MICROCREDIT INSURANCE: Simple micro-products with low premiums and limited coverage have been available for years, but microcredit insurance schemes have long dominated the market. It is estimated that over 10m micro-enterprises have drawn microcredit from a formal institution, creating the large first pool of customers for this niche insurance market. Government programmes in this sector have contributed to the expansion and success of microcredit schemes, projects spearheaded by Bank Rakyat Indonesia (BRI), Bank Danamon and Bank Tabungan Pensiunan Nasional, among others. BRI’s microinsurance scheme, BRI ngin Life, has been very successful in bundling mandatory – as well as voluntary – credit life insurance with microcredit products. Asuransi Kredit Indonesia and Perusahaan Umum Jaminan Kredit Indonesia provide credit guarantees for micro-enterprises ordinarily rated as unbankable. But this microcredit insurance has created some moral hazards too, with defaults being unbearably high up until 2010. One challenge has been the absence of credit information on borrowers, although the establishment of a system of identification cards for all citizens will likely help this. Since 2010 the quality of microcredit has been steadily improving. Foreign insurers are increasingly looking to develop the microinsurance market beyond its current reliance on microcredit life coverage. Underwriters like Zurich Topas Life, Manulife and Prudential are looking to sell directly to customers through a micro-bank distribution strategy.
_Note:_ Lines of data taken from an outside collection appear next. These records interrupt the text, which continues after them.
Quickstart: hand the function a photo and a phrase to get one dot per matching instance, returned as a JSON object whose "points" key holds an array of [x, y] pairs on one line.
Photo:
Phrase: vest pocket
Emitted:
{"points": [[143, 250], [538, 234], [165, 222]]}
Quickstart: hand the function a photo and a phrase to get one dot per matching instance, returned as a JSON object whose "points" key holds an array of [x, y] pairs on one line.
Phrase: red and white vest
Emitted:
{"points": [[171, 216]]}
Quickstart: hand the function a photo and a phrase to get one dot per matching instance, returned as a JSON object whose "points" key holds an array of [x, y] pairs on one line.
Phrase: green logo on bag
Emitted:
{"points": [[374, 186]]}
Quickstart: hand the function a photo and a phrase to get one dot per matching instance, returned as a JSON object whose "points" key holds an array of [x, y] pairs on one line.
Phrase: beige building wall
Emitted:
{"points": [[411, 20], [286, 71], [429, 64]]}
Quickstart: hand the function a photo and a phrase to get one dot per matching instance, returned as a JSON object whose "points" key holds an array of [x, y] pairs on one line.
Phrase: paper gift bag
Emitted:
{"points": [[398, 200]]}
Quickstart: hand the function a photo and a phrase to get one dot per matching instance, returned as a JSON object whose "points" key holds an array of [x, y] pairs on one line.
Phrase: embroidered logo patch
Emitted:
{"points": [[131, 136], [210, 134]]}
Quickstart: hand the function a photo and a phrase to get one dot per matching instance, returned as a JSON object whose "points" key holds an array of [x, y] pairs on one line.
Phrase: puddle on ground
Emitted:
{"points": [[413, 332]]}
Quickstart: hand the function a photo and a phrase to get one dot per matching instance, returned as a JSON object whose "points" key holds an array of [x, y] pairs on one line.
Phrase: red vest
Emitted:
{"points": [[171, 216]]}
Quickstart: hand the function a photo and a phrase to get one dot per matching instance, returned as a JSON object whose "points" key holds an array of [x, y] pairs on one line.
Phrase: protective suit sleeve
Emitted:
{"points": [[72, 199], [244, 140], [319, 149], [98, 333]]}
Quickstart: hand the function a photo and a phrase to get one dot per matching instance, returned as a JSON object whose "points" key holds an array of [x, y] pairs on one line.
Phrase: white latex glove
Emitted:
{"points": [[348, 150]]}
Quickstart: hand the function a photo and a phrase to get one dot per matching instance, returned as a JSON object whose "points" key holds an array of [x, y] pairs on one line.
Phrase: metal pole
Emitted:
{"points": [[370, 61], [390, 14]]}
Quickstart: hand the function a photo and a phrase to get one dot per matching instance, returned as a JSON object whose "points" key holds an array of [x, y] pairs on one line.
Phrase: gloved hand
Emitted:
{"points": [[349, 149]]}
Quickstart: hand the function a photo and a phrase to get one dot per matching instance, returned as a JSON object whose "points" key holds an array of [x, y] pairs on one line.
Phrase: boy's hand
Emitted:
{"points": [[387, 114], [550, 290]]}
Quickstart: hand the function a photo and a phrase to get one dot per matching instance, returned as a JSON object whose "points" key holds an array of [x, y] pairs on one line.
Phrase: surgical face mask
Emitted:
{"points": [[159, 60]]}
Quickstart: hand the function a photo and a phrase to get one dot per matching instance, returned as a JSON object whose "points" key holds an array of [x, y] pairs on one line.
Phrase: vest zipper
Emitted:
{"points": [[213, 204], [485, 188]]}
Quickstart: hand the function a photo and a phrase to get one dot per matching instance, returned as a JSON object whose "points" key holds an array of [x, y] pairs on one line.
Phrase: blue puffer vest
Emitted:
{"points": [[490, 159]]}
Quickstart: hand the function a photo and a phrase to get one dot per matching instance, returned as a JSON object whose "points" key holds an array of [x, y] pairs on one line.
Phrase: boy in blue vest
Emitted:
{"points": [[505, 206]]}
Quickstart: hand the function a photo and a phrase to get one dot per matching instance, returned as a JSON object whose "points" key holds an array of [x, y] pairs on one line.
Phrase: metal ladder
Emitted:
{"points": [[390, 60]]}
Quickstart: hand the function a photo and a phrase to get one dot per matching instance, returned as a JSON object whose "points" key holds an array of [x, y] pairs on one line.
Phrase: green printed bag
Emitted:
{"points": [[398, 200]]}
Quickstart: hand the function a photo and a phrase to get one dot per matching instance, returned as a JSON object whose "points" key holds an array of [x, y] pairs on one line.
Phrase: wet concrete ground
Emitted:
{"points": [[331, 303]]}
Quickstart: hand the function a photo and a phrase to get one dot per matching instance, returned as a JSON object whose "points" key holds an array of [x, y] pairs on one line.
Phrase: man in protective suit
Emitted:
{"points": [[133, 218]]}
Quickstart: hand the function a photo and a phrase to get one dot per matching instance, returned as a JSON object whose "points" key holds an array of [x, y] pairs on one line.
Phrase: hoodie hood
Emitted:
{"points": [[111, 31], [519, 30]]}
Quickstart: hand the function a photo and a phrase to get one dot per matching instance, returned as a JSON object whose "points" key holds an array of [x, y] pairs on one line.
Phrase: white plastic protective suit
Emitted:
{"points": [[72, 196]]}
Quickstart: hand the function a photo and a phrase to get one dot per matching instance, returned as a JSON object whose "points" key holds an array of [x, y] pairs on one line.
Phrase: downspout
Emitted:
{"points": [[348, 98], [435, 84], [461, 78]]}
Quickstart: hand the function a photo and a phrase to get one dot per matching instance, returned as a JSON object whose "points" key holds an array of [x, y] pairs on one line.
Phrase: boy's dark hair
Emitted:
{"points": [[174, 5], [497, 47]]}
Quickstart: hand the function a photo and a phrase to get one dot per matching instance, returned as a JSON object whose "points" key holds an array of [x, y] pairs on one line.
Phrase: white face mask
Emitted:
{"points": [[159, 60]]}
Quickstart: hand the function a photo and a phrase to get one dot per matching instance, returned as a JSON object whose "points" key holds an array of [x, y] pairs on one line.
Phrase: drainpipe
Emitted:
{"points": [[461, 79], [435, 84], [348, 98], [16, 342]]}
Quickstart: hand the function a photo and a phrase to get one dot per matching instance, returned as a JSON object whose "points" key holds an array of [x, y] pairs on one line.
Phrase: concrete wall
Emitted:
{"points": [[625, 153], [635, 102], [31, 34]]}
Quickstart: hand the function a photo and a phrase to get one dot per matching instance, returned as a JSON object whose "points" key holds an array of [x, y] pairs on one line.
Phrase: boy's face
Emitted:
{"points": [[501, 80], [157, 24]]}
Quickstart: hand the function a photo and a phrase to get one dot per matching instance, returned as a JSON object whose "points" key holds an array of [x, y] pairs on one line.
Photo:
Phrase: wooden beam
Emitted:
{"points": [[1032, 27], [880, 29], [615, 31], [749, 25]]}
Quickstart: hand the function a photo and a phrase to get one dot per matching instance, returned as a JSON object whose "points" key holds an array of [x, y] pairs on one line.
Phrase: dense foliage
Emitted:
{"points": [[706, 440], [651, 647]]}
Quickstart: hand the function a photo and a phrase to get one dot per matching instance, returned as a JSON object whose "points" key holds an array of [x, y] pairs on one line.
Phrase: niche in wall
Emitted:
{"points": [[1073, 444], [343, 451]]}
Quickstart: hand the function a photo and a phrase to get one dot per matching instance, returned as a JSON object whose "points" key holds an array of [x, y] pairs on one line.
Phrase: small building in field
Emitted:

As possibilities to partner with banks to run successful microcredit schemes open up, as with Bank Danamon in 2012, underwriters will aggressively compete for them. “Maintaining roll-out costs is key to the success of microinsurance,” Oemin Handajanto, president director of Zurich Topas Life, told OBG. “Partnerships with banks running successful microcredit programmes are in high demand.”
SALES NETWORK: Insurers are also looking at alternative sales networks – through local post offices for instance – to capture some of the growth in consumption on some of the country’s more remote islands. Asuransi Jiwa Nusantara, already a leader in life insurance, has entered the market in a big way. Using regional government bank branches as distribution centres, the underwriter has fast become the largest micro-underwriter. In non-life insurance, Asuransi Bangun Askrida has achieved similar dominance. Allianz Life launched a big push in microinsurance in 2010, hoping to treble the Rp9.5bn ($1.14m) in premium revenue it generates from its 440,000 low-income clients. It is sending more agents into rural Indonesia and seeking partnerships with rural banks and associations.
VOUCHERS: Some insurance companies are hoping to target the customer directly, and have launched voucher systems for simple non-life products with limited coverage. Dengyu Insurance has launched a scheme whereby clients purchase a Rp50,000 ($6) card for health insurance coverage and are covered up to Rp2m ($240). Although microinsurance is covered under existing insurance regulations, the government is clearly seeking to promote initiatives in this sector. While remaining vigilant of potentially high loss ratios and unviable operating costs, underwriters are innovating fast in this dynamic low-income market. If the market can be monetised in Indonesia, the success could well be replicated in other high-potential markets, like India.